The question is now whether it is a good idea to increase the number of
individual classes to improve testability. Essentially, I see two ways of doing
this:
1) The "composition" approach, using:
* LangLinksLoader interface, which defines a loadLangLinks() method.
* DBLangLinksLoader, which implements the current logic using a database query
* HookedLangLinksLoader, which uses a DBLangLinksLoader to get the base set of
links, and then applies the hooks.
* LangLinkConverter, a helper for converting between database rows and the
"$lang:$title" form of language links.
Code: https://gerrit.wikimedia.org/r/#/c/60034/
Advantages:
* All components are testable individually; in particular:
** HookedLangLinksLoader can be tested without DBLangLinksLoader, and without a
database fixture
** LangLinkConverter is testable.
* LangLinksLoader's interface isn't cluttered with the converter methods
* LangLinkConverter is reusable elsewhere
Disadvantages:
* more classes
* ???
2) The "subclassing" approach, using:
* LangLinksLoader base class, implementing the database query and protected
methods for converting language links.
* HookedLangLinksLoader subclasses LangLinksLoader and calls back to the
parent's loadLangLinks() method to get the base set of links.
Advantages:
* fewer classes
* ???
Disadvantages:
* HookedLangLinksLoader depends on the database logic in LangLinksLoader
* HookedLangLinksLoader can not be tested without DB interaction
* converter methods are not testable (or have to be public, cluttering the
interface)
* converter methods are not reusable elsewhere
Currently, MediaWiki core generally follows the subclassing approach; using
composition instead is met with some resistance. The argument seems to be that
more classes make the code less readable, harder to maintain.

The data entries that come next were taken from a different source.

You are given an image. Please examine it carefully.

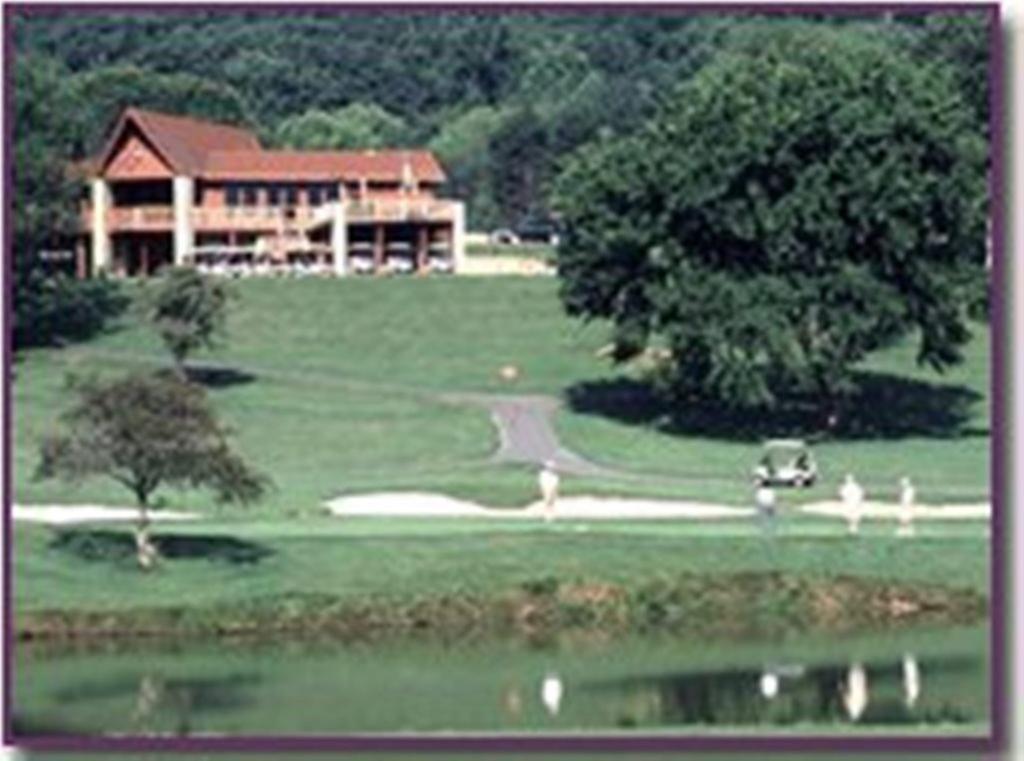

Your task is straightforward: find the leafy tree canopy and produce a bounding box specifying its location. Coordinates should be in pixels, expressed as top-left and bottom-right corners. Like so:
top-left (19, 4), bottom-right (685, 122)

top-left (145, 267), bottom-right (231, 374)
top-left (274, 102), bottom-right (408, 150)
top-left (13, 11), bottom-right (991, 231)
top-left (67, 64), bottom-right (253, 156)
top-left (37, 372), bottom-right (270, 568)
top-left (11, 55), bottom-right (129, 349)
top-left (553, 23), bottom-right (987, 416)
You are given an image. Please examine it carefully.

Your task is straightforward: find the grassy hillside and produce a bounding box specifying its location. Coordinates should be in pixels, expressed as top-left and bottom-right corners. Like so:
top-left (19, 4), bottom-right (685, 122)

top-left (12, 277), bottom-right (990, 511)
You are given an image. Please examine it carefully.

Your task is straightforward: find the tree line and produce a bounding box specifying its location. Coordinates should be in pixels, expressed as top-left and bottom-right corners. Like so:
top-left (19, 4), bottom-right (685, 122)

top-left (13, 10), bottom-right (988, 233)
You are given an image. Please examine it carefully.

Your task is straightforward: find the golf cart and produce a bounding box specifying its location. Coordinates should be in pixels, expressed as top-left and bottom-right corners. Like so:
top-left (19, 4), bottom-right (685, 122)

top-left (753, 439), bottom-right (817, 488)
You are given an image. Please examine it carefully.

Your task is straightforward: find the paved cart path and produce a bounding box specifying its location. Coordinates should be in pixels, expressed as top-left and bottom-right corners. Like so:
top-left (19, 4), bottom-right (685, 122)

top-left (442, 393), bottom-right (614, 477)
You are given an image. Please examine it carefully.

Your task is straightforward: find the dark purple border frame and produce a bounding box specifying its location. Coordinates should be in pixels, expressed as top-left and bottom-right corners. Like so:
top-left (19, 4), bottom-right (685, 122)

top-left (1, 1), bottom-right (1006, 754)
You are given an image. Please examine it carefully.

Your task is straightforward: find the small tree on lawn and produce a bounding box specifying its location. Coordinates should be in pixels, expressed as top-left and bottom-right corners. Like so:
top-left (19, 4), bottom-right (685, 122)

top-left (36, 372), bottom-right (269, 570)
top-left (147, 267), bottom-right (230, 377)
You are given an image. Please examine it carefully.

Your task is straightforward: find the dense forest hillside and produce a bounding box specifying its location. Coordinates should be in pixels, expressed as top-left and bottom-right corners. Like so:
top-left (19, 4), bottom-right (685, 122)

top-left (14, 10), bottom-right (988, 231)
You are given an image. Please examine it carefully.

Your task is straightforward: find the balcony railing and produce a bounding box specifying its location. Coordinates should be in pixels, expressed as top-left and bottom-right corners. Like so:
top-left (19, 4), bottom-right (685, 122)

top-left (344, 198), bottom-right (457, 224)
top-left (192, 206), bottom-right (317, 232)
top-left (82, 197), bottom-right (458, 233)
top-left (106, 206), bottom-right (175, 231)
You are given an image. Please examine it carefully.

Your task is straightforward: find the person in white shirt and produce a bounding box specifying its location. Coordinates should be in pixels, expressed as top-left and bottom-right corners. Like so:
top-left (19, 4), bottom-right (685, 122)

top-left (839, 474), bottom-right (865, 535)
top-left (538, 461), bottom-right (559, 523)
top-left (897, 476), bottom-right (916, 537)
top-left (754, 478), bottom-right (777, 536)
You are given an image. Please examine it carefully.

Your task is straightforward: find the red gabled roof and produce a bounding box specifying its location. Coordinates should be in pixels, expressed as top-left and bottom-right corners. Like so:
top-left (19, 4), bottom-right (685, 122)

top-left (98, 108), bottom-right (261, 176)
top-left (92, 107), bottom-right (446, 184)
top-left (201, 149), bottom-right (445, 184)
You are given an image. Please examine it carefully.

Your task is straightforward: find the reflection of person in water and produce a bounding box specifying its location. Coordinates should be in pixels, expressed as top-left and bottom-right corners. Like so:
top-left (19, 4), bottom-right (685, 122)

top-left (541, 672), bottom-right (564, 716)
top-left (132, 674), bottom-right (163, 729)
top-left (903, 654), bottom-right (921, 709)
top-left (841, 662), bottom-right (869, 721)
top-left (501, 682), bottom-right (523, 719)
top-left (759, 670), bottom-right (780, 700)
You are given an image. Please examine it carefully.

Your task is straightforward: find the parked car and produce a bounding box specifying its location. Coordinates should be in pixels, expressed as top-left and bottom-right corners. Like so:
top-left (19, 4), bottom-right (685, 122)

top-left (429, 255), bottom-right (454, 274)
top-left (350, 255), bottom-right (375, 274)
top-left (515, 214), bottom-right (563, 245)
top-left (386, 255), bottom-right (415, 274)
top-left (489, 228), bottom-right (520, 246)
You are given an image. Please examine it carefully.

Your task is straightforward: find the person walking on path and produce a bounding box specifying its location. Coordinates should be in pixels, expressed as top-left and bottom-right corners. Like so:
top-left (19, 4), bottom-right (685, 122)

top-left (754, 478), bottom-right (777, 536)
top-left (897, 476), bottom-right (916, 537)
top-left (840, 474), bottom-right (865, 535)
top-left (538, 460), bottom-right (560, 523)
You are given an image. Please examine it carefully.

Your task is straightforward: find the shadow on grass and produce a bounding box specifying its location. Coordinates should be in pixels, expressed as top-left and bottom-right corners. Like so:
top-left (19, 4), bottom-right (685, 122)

top-left (565, 371), bottom-right (986, 442)
top-left (49, 530), bottom-right (274, 565)
top-left (184, 365), bottom-right (256, 388)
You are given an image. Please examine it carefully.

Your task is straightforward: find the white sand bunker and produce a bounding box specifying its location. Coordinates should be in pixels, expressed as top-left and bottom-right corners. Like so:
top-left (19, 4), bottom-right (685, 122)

top-left (325, 492), bottom-right (754, 520)
top-left (801, 501), bottom-right (990, 521)
top-left (13, 504), bottom-right (199, 526)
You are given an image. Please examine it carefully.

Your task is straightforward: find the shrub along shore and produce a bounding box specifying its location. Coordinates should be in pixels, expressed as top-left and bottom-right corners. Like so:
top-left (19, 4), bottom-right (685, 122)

top-left (17, 570), bottom-right (986, 644)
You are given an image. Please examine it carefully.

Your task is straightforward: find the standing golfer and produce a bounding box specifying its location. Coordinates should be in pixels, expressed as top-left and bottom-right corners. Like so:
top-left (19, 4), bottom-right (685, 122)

top-left (539, 461), bottom-right (560, 523)
top-left (897, 476), bottom-right (916, 537)
top-left (840, 473), bottom-right (865, 535)
top-left (754, 478), bottom-right (777, 535)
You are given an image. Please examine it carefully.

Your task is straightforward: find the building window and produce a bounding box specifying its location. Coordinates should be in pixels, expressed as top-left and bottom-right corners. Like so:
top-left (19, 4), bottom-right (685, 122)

top-left (284, 185), bottom-right (298, 207)
top-left (308, 185), bottom-right (323, 207)
top-left (226, 184), bottom-right (240, 207)
top-left (266, 185), bottom-right (280, 206)
top-left (326, 184), bottom-right (340, 202)
top-left (243, 185), bottom-right (259, 206)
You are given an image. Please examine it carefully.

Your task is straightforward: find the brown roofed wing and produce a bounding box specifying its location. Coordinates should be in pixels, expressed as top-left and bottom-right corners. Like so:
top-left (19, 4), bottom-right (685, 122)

top-left (97, 107), bottom-right (259, 176)
top-left (201, 149), bottom-right (446, 183)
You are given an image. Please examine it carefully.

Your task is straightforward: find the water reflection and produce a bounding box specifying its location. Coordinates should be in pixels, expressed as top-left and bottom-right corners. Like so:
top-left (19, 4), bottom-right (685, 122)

top-left (903, 654), bottom-right (920, 709)
top-left (593, 651), bottom-right (983, 729)
top-left (541, 672), bottom-right (564, 716)
top-left (14, 627), bottom-right (986, 736)
top-left (841, 662), bottom-right (869, 721)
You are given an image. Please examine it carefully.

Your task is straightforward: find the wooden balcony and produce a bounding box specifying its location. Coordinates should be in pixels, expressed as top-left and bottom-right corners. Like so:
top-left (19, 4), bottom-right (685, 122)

top-left (191, 206), bottom-right (317, 233)
top-left (344, 198), bottom-right (457, 224)
top-left (81, 198), bottom-right (459, 234)
top-left (87, 206), bottom-right (176, 232)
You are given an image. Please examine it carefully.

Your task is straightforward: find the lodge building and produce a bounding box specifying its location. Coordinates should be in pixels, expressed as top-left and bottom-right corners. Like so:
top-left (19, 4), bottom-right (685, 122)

top-left (76, 108), bottom-right (466, 277)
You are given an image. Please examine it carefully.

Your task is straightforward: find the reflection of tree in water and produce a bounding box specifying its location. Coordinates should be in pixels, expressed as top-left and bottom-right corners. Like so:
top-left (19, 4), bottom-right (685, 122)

top-left (50, 669), bottom-right (261, 737)
top-left (597, 655), bottom-right (980, 728)
top-left (131, 674), bottom-right (194, 736)
top-left (128, 671), bottom-right (263, 736)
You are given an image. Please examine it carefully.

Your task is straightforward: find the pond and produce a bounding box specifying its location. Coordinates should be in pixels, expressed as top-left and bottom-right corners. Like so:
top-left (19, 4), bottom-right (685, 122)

top-left (13, 624), bottom-right (988, 737)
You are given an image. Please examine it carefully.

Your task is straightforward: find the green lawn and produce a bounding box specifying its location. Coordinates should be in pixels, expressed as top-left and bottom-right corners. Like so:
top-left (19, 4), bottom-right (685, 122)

top-left (11, 277), bottom-right (991, 511)
top-left (14, 515), bottom-right (989, 617)
top-left (11, 277), bottom-right (992, 627)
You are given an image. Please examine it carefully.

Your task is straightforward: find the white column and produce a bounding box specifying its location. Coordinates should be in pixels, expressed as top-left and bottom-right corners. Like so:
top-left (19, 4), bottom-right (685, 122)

top-left (172, 176), bottom-right (194, 266)
top-left (90, 179), bottom-right (111, 276)
top-left (451, 201), bottom-right (466, 274)
top-left (331, 200), bottom-right (348, 276)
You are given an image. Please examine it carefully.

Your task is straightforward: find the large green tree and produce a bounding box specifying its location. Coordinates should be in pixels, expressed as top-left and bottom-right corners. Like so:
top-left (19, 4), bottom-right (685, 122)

top-left (554, 24), bottom-right (987, 420)
top-left (37, 372), bottom-right (269, 570)
top-left (11, 56), bottom-right (129, 349)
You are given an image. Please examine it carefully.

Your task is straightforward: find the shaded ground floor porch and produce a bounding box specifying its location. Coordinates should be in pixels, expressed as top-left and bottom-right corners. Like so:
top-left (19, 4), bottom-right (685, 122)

top-left (76, 232), bottom-right (174, 278)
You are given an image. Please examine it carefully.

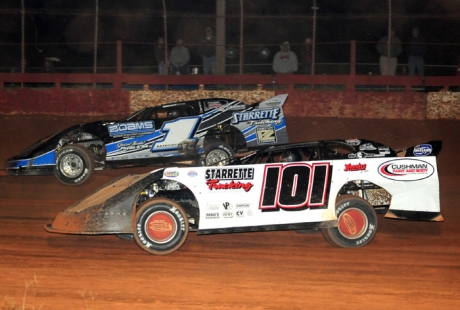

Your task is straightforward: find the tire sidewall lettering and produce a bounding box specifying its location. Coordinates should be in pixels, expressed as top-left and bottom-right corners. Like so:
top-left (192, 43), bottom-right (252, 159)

top-left (136, 204), bottom-right (186, 252)
top-left (335, 197), bottom-right (376, 246)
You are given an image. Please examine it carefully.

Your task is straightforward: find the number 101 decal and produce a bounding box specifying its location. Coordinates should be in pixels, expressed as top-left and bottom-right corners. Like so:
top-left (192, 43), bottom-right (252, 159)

top-left (259, 163), bottom-right (331, 210)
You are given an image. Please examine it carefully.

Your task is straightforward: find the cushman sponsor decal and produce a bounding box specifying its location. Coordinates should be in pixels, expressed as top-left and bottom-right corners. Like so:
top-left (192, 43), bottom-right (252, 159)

top-left (378, 159), bottom-right (434, 181)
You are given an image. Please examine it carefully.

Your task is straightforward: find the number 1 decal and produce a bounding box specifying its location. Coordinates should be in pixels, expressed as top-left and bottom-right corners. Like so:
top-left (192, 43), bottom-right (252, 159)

top-left (259, 163), bottom-right (330, 210)
top-left (152, 117), bottom-right (201, 152)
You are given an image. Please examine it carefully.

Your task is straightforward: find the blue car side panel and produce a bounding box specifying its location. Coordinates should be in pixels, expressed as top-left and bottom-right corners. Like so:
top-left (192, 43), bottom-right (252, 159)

top-left (32, 150), bottom-right (56, 166)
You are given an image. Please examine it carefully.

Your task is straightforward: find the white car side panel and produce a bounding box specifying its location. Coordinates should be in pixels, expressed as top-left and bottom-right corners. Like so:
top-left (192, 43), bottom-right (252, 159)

top-left (162, 155), bottom-right (440, 231)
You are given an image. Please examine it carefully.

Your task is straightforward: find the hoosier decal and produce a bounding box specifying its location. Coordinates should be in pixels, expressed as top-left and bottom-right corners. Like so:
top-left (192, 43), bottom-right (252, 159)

top-left (344, 163), bottom-right (367, 171)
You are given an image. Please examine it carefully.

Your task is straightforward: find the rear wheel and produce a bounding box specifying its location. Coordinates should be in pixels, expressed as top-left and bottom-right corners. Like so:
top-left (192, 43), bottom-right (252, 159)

top-left (321, 195), bottom-right (377, 248)
top-left (54, 144), bottom-right (94, 186)
top-left (204, 142), bottom-right (235, 166)
top-left (134, 198), bottom-right (189, 255)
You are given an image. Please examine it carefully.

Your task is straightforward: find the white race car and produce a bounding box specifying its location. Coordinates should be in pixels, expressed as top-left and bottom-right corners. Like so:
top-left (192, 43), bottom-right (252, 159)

top-left (45, 139), bottom-right (443, 254)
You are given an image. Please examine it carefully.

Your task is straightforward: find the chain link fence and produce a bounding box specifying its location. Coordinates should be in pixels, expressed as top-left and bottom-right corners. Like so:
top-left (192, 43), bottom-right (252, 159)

top-left (0, 0), bottom-right (459, 76)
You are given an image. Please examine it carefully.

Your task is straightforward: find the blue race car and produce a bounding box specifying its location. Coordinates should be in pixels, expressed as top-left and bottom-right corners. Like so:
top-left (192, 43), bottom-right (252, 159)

top-left (4, 94), bottom-right (289, 185)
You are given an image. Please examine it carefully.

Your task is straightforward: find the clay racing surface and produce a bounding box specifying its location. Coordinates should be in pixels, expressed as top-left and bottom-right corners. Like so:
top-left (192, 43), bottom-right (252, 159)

top-left (0, 114), bottom-right (459, 309)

I don't think that is necessarily true, though I agree that classes should not
be split up needlessly.
Basically, the question is if we want to aim for true unit tests, where each
component is testable independently of the others, and if we accept an increase
in the number of files/classes to achieve this. Or if we want to stick with the
heavy weight integrations tests we currently have, where we mainly have high
level tests for API modules etc, which require complex fixtures in the database.
I think smaller classes with a clearer interface will help not only with
testing, but also with maintainability, since changes are more isolated, and
there is less hidden interaction using internal object state.
Is there something inherently bad about increasing the number of classes? Isn't
that just a question of the tool (IDE/Editor) used? Or am I missing some other
disadvantage of the composition approach?
Finally: Shall we move the code base towards a more modular design, or should we
stick with the "traditional" approach?
-- daniel